Con questo sostanzialmente terminò il lavoro della Stokes a Bobbio, ma in città rimase il ricordo di questa visita così particolare e alcune di famiglie bobbiesi riuscirono ad entrare in possesso di una copia del suo libro.(2)
La descrizione molto accurata che l’archeologa fece della cripta della chiesa di S. Colombano e degli oggetti contenuti in essa è una miniera in informazioni molto utili anche per gli studiosi dei nostri giorni perché successivamente alla sua visita, nel 1910, l’assetto della chiesa venne modificato in maniera sostanziale; interessanti, ancora per motivi storici, sono alcune sue vedute di Bobbio (foto e disegni a matita) e del primo ponte del Barberino. Quello però che forse colpisce di più il lettore sono le descrizioni del paesaggio della valle (di cui qui si sono dati solo pochi cenni) e anche la tenacia e la competenza con cui una signora di buona famiglia dell’epoca vittoriana seppe muoversi e lavorare con tecniche pionieristiche, in luoghi a volte molto disagevoli, grazie anche alla collaborazione offerta dai valligiani.

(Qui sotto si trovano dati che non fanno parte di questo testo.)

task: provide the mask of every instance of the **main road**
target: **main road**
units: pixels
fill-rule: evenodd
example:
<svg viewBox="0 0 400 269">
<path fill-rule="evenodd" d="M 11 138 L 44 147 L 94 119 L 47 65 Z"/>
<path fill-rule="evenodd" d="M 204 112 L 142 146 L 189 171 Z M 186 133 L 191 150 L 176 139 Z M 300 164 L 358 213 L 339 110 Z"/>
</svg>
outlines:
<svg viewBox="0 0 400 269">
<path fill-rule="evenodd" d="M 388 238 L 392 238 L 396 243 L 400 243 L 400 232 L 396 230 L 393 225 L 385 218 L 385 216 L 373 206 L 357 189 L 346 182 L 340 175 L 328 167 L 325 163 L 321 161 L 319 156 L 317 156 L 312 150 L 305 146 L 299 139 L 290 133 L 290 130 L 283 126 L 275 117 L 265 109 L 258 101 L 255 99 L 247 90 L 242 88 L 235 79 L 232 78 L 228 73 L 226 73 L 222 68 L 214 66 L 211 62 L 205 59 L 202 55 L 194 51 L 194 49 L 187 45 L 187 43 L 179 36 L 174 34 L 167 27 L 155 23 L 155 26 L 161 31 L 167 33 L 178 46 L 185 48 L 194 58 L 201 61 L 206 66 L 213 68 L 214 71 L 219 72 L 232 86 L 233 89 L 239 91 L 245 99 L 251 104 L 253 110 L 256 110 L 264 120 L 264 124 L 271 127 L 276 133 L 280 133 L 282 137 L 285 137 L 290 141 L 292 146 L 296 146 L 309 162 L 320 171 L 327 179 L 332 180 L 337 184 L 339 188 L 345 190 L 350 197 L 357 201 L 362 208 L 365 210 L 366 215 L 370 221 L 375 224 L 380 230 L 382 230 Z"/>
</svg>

1 In http://www.ilnotiziariobobbiese.net/wordpress/?p=772 si può leggere un articolo del 1958 contenente la storia completa del pozzo, recuperato in quell’anno; le due foto contenute nell’articolo sono della Stokes, tratte da Six months in the Apennins.
2 Attualmente è possibile leggere Six months in the Apennins scaricandolo gratuitamente da internet.